= Athinon Arena =

Music venue in Athens, Greece

The Athinon Arena pictured as the Pantheon Theater

The Athinon Arena (Αθηνών Αρένα), sometimes referred to as Athens Arena, was a grand music venue in Athens, Greece. It was built in 2004 as a large-scale convention centre and concert hall, designed to host up to 3,000 people seated. It was owned by the Papatheoharis Group. Artists featured in the Arena are Marinella, Antonis Remos, Sakis Rouvas and Anna Vissi. Since 2005, it was the venue for the Greek preselection final Ellinikós Telikós, for the Eurovision Song Contest.
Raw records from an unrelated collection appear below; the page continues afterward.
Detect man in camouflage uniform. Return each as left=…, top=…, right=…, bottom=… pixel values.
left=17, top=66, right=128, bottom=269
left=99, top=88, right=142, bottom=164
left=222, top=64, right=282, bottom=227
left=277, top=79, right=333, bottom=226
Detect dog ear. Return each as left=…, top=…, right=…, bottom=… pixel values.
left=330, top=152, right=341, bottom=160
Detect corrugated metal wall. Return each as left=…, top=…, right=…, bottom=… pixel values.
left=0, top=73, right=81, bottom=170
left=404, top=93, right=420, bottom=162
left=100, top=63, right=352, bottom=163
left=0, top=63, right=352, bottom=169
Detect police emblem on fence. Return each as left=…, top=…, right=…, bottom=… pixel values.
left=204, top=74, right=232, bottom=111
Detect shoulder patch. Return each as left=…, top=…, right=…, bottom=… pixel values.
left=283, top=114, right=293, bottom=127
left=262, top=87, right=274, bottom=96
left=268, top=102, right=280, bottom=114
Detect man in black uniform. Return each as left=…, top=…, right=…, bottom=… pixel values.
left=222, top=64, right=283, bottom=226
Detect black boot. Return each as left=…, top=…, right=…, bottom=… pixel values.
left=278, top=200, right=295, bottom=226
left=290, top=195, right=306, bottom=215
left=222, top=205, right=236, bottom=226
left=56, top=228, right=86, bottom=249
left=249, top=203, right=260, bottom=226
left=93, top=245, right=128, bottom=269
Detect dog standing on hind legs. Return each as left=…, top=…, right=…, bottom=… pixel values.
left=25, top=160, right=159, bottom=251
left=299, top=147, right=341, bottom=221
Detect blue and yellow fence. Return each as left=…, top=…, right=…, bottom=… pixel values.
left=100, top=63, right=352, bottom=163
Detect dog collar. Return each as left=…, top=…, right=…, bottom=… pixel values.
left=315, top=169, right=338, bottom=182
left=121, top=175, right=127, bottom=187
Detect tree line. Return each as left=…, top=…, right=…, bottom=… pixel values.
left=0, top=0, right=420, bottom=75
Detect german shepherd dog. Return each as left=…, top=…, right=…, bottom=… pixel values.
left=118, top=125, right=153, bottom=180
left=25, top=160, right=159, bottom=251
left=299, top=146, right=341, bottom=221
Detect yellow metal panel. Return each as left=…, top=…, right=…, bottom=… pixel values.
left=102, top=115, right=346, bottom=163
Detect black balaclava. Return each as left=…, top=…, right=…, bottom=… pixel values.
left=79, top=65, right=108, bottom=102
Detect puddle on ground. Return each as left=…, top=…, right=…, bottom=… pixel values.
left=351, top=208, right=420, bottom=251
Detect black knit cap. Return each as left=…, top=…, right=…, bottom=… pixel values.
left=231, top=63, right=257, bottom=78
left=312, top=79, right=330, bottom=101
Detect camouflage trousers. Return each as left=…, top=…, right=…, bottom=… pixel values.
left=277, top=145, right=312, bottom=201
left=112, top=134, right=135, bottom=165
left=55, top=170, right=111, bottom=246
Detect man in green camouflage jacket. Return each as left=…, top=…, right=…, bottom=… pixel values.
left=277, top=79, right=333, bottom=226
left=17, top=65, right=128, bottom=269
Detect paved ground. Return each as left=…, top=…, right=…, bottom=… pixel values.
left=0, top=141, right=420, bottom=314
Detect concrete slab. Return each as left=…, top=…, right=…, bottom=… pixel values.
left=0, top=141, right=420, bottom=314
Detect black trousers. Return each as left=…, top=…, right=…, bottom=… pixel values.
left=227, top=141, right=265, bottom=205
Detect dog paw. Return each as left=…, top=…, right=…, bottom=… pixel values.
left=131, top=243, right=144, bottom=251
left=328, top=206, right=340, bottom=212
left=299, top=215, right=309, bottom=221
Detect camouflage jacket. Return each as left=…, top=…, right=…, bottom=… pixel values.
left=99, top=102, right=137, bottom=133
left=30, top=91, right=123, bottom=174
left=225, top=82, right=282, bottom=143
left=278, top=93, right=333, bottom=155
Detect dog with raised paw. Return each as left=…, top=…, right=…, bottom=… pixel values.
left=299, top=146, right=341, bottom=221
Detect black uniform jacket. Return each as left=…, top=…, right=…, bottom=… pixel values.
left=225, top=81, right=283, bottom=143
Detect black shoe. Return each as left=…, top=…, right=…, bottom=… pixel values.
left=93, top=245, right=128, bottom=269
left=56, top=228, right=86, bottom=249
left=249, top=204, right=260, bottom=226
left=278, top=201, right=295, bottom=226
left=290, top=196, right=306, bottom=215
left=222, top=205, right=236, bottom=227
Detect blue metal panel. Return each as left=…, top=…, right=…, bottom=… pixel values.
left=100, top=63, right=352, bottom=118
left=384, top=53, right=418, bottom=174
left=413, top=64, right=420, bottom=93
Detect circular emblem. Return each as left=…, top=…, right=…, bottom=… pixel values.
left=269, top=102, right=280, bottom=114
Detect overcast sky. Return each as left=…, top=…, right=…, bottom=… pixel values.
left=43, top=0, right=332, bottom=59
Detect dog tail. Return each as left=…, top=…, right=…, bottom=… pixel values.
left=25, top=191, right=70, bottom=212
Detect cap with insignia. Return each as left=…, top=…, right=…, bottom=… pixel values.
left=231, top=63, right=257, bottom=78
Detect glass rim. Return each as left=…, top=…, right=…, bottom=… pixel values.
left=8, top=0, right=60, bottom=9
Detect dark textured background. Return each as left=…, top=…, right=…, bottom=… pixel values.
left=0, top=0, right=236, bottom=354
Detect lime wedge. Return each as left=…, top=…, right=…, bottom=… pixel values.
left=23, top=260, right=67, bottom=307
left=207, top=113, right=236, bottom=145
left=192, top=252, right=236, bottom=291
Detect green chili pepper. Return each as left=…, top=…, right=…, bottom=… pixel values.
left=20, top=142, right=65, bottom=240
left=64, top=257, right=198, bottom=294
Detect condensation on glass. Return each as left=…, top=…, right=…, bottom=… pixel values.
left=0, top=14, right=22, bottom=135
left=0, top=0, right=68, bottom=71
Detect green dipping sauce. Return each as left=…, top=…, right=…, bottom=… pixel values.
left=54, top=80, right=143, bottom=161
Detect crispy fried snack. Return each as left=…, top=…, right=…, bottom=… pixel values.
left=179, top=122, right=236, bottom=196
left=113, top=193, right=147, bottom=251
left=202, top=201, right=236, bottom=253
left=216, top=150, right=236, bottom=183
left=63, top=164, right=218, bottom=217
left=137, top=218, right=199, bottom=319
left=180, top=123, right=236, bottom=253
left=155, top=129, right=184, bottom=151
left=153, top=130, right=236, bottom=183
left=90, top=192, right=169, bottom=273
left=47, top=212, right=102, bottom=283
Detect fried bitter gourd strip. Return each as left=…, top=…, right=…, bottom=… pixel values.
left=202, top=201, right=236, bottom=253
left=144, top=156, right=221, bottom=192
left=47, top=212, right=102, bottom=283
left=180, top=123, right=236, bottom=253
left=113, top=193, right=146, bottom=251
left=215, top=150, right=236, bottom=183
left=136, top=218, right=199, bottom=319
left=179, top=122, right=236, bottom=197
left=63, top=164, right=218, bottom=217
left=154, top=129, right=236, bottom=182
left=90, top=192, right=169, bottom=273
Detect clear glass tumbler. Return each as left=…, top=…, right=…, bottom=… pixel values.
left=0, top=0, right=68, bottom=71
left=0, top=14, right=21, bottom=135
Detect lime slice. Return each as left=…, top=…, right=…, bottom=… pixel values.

On 23 and 24 September 2010, the arena was the venue for the 1st Eurovoice Music Contest, hosted by Pamela Anderson and Éric Serra, with special guests Enrique Iglesias and Anastacia.

Some of the shows hosted at the Athens Arena included: Marinella & Antonis Remos - Ta Logia Einai Peritta (2006), Marinella & Antonis Remos - S' Ena Tango (2007), Antonis Remos - Day+Night (2008), Anna Vissi - The Fabulous Show (2009), Anna Vissi & Sakis Rouvas - Face2Face Show (2010).

In 2014 the arena was transformed into a 1,600-seat theatre and renamed the Pantheon Theater. After three years operating as theatre for musicals, in 2017 the venue became again concert hall under its initial name Athinon Arena.

Since 2024 the arena is out of use and in the process to be transformed again, this time to an office building.